Despite having been beamed into about 10 million people’s living rooms each year from 2017 to 2022, the Welsh dancer isn’t an untouchable, starry sort of celeb. She could be your mate from school, or your kid’s primary school teacher. She’s softly spoken, lives in a regular house and is strikingly relatable. Watching the film, you almost forget where you know her from. Cancer, that most feared of illnesses, can come for anyone.

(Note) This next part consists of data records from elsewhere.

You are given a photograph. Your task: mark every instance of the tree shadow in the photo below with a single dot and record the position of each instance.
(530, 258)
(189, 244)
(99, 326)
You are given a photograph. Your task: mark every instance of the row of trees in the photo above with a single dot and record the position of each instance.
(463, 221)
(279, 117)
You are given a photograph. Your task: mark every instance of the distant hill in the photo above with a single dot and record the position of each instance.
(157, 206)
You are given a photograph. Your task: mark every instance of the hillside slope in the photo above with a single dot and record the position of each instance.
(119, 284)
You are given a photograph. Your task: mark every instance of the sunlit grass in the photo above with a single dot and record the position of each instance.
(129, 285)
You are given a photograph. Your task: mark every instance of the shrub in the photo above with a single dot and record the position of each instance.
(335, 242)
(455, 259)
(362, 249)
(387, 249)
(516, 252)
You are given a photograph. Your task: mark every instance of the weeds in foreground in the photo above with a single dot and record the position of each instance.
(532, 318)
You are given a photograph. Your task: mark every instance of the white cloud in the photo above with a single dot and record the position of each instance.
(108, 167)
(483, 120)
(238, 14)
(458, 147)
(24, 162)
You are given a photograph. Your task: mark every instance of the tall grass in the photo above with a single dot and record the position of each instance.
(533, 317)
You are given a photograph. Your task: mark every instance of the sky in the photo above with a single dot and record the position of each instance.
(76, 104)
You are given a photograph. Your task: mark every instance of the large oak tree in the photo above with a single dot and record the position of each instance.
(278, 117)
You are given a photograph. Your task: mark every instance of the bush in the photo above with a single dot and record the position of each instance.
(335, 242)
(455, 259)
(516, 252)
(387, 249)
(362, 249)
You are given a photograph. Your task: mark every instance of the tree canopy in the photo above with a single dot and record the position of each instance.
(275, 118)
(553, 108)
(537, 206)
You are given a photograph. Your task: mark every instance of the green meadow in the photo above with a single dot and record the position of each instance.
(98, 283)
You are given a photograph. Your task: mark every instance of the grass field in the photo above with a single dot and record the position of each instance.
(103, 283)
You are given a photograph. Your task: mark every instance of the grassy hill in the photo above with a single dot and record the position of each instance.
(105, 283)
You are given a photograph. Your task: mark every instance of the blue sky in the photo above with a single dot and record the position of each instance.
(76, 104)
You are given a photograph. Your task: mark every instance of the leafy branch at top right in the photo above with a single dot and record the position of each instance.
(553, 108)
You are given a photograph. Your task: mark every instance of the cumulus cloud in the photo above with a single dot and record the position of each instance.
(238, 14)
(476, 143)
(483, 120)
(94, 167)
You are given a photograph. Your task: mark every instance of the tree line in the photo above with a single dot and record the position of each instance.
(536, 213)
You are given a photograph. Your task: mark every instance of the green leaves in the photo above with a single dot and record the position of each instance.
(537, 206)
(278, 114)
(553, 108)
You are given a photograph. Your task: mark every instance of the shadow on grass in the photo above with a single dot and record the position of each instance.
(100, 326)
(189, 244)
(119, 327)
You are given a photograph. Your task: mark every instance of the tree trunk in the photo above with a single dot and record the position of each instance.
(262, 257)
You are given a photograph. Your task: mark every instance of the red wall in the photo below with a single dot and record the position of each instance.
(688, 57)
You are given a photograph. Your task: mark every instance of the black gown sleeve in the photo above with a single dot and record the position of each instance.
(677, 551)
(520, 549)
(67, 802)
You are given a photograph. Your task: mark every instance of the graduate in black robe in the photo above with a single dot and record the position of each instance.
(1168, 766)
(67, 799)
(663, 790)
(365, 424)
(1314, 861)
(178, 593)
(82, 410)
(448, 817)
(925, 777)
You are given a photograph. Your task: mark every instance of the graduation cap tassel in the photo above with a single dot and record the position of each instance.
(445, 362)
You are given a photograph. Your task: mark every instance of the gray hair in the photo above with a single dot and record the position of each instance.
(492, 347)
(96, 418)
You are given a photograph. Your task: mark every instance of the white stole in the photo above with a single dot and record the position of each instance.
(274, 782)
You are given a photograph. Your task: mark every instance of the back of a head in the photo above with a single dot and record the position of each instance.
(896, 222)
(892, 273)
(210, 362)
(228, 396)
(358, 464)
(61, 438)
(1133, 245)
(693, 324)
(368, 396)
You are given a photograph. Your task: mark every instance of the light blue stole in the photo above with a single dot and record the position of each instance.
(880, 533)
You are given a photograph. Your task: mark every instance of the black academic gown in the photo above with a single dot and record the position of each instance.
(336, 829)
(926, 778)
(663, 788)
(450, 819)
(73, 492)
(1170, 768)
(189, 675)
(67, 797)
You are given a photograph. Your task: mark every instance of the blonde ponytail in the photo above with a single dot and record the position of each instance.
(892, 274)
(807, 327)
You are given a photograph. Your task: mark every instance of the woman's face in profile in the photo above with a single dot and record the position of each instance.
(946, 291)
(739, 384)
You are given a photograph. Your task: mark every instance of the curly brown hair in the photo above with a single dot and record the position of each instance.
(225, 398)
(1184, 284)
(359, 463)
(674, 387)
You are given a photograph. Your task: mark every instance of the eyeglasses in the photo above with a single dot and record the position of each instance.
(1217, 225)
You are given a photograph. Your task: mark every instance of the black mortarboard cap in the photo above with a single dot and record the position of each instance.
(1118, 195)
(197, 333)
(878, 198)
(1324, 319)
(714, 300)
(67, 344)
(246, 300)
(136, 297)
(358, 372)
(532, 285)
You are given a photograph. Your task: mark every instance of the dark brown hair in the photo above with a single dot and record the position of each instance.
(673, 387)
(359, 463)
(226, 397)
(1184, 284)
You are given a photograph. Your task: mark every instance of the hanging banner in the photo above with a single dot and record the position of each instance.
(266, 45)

Some of the harder scenes to watch are those featuring her family. Her parents, two lovely-seeming people who clearly love Amy dearly, tend to put on a brave face around their daughter. When Amy tells them that the initial lump has nearly doubled in size, and that she has grade three cancer, the most aggressive type, you can hear them steadying their voices down the phone. “Right,” they say, their voices overlapping. “OK.” And then, “It’s a lot to take in today, isn’t it?” says her mum. “I’m shattered,” says Amy. “I bet you are,” her mum replies, soothingly. Later, when she rings their doorbell after her final round of chemotherapy, she puts her arms around her parents, all of them wearing matching T-shirts: “Nobody fights alone.” Saccharine, yes, but that’s what battling cancer calls for.

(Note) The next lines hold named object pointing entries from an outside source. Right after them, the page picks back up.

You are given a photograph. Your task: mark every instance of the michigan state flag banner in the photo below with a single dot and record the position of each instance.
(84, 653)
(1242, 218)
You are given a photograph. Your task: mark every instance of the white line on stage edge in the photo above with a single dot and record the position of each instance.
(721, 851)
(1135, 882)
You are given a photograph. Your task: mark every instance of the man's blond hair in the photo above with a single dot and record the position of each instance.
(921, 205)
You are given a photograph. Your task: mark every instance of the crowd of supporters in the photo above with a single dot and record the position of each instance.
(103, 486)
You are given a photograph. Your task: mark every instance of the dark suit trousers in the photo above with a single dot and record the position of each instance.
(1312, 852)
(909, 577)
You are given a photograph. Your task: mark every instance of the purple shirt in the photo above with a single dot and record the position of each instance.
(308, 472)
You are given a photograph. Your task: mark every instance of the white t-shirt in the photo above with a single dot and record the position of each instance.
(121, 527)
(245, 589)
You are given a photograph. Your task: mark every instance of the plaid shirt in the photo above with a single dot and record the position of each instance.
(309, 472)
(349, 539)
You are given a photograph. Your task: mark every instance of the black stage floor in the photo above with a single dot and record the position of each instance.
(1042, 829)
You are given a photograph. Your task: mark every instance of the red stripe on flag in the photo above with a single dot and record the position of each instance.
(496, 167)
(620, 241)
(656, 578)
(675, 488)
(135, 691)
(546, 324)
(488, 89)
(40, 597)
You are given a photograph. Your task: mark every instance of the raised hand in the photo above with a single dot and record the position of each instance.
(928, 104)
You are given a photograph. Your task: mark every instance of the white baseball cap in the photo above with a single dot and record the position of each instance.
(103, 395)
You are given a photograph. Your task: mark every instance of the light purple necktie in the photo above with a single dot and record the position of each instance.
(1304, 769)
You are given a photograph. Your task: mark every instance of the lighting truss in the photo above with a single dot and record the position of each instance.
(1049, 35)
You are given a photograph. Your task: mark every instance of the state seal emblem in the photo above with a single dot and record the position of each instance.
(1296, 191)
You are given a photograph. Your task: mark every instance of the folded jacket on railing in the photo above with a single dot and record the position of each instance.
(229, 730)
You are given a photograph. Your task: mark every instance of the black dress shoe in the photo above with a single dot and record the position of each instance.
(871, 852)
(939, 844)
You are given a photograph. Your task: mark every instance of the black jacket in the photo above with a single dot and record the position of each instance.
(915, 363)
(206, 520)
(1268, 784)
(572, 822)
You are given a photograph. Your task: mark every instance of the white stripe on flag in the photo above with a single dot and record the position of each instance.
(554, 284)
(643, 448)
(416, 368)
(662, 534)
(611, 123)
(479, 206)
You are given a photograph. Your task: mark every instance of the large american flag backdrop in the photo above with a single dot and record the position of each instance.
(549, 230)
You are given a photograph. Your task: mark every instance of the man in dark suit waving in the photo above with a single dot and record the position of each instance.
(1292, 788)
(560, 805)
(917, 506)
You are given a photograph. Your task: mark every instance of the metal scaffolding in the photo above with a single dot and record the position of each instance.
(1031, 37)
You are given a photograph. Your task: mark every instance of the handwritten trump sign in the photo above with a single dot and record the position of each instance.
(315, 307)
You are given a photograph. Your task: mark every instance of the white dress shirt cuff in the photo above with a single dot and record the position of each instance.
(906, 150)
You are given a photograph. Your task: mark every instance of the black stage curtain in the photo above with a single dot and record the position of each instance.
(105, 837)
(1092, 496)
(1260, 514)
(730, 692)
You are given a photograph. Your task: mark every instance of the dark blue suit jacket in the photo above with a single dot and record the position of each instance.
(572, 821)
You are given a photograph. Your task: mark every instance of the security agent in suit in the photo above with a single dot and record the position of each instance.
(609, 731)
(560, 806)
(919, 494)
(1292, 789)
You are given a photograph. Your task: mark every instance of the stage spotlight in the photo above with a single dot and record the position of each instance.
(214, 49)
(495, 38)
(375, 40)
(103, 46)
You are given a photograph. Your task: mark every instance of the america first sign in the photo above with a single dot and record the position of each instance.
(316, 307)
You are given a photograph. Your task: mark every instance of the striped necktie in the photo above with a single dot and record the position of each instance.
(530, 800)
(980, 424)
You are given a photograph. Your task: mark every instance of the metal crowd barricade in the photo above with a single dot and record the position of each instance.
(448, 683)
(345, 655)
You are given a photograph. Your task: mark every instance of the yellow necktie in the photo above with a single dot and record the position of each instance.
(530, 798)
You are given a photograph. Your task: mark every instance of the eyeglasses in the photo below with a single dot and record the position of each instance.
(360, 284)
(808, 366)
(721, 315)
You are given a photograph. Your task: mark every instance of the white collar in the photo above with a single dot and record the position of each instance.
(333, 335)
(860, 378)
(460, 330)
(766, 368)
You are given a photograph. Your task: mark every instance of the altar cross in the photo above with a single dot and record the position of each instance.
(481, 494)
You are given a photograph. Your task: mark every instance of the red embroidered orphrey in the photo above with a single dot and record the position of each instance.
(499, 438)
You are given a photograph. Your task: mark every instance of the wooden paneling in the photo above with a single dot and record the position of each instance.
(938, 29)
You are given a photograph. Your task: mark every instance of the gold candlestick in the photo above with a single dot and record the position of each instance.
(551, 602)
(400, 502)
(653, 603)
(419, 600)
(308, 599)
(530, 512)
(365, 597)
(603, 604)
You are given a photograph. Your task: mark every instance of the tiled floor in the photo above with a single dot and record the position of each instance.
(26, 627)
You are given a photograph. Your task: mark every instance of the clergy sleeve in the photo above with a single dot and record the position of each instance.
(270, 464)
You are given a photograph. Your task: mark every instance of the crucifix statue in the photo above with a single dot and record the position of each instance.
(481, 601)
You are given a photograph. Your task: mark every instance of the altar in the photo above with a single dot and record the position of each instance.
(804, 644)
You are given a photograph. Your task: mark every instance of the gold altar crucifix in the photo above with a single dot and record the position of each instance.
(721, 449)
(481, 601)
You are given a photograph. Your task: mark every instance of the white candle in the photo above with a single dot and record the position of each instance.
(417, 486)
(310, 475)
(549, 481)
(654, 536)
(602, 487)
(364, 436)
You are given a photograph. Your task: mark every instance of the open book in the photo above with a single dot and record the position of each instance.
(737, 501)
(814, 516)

Resilience … Dowden undergoing treatment for cancer in the documentary. Photograph: Screengrab/BBC/Wildflame Productions

It can be uncomfortable watching documentaries about sad and scary subject matters, but this isn’t a mournful, grief-stricken sort of film. If anything, you’ll feel heartened: Amy is a remarkably resilient person – because she has to be – and it’s hard to not feel a great deal of hope. She surrounds herself with friends, colleagues and family, looks constantly to the future and approaches each hurdle as it comes.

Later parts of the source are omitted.